Внезапно девушка остановилась: то ли сил не хватало идти дальше, то ли в её крохотном разноцветном мирке появилась какая-то преграда. Она смеётся над мыслями, понятными только ей одной, уже не ищет сострадания и помощи. Всё уже достигнуто. И это успело за сравнительно короткий срок разлиться по всему телу, передвигаясь стремительно и разрушая всё святое, что некогда было частью её души. Окружающее кажется сном, причём не кошмаром, а сказкой, такой радостной и приятной, оставленной в далёком мгновении детства.
Бездонный взгляд девушки в чёрном капюшоне сосредоточился на парне, что устало шёл по направлению к ней. Он в недоумении смотрел на неё, полагая, что это – плагиат смерти, только вот косы не хватает, а всё остальное: чёрный балахон с капюшоном, мертвенно-бледное выражение лица, высокий рост, - подходит. Да ещё и какой-то специфический запах… гвоздики, сладкой гвоздики.
Но девушка не видит удивлённого молодого человека, она смотрит сквозь него, будто находится в параллельном измерении, где всё дозволено, где нет преград. Она замечает лишь оранжевые краски, которые маячат по тёмно-зелёному фону; они не смеются над загвоздками рыжеволосой девушки, а наоборот, улыбаются ей, помогая идти, из последних сил поддерживая её. Тщетно…
Сильный порыв ветра откинул чёрный капюшон, и длинные рыжие волосы выпрыгнули наружу пытаясь, вдоволь насладиться внезапной свободой.
Девушка повернулась лицом к парню и, будто симулируя французско-придворный обморок, упала на асфальт.
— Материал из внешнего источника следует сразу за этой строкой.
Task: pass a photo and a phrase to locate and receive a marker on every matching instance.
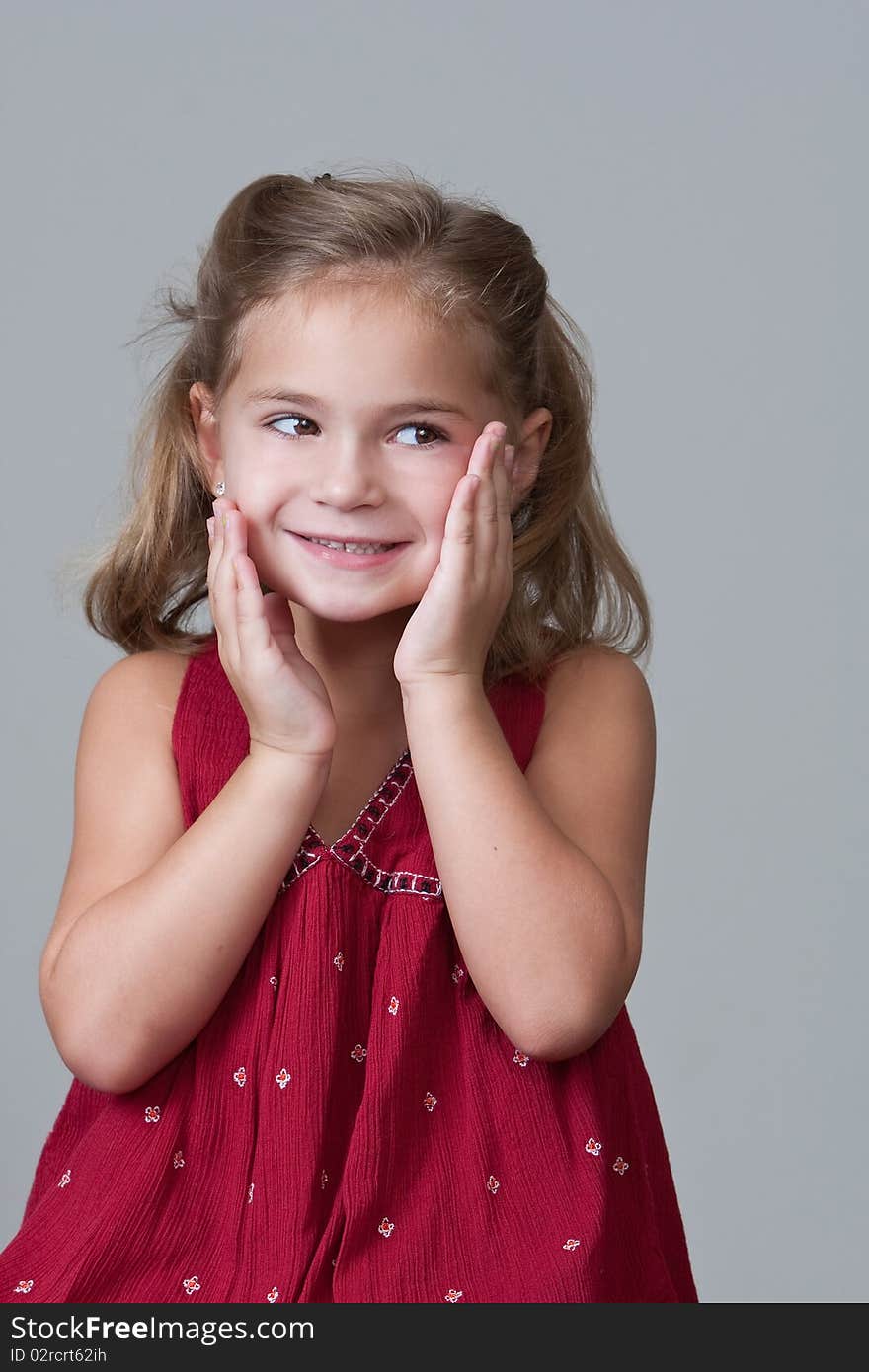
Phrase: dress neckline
(373, 811)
Но всё-таки он успел подхватить её гибкое тело, и тяжёлую голову.
Рыжие волосы до сих пор играли с ветром, который развевал специфический запах гвоздики, от них исходящий.
Девушка задыхалась: слишком много защиты, слишком много свободы. Её по-детски наивный склад ума, ещё не сформированный вполне организм, желание запретного, жажда неизведанного, - всё это привело к чередующимся цветам: синих костюмов с красно-белой машиной, попеременно меняющимся звукам: кричащей сирены и едва слышимого биения собственного сердца…
Дорога. «Скорая». Вздох.
Ухабы линии на мониторинге постепенно сменились на ровную трассу, по которой  теперь никогда не сможет проехать даже самый свободный от предрассудков автомобиль.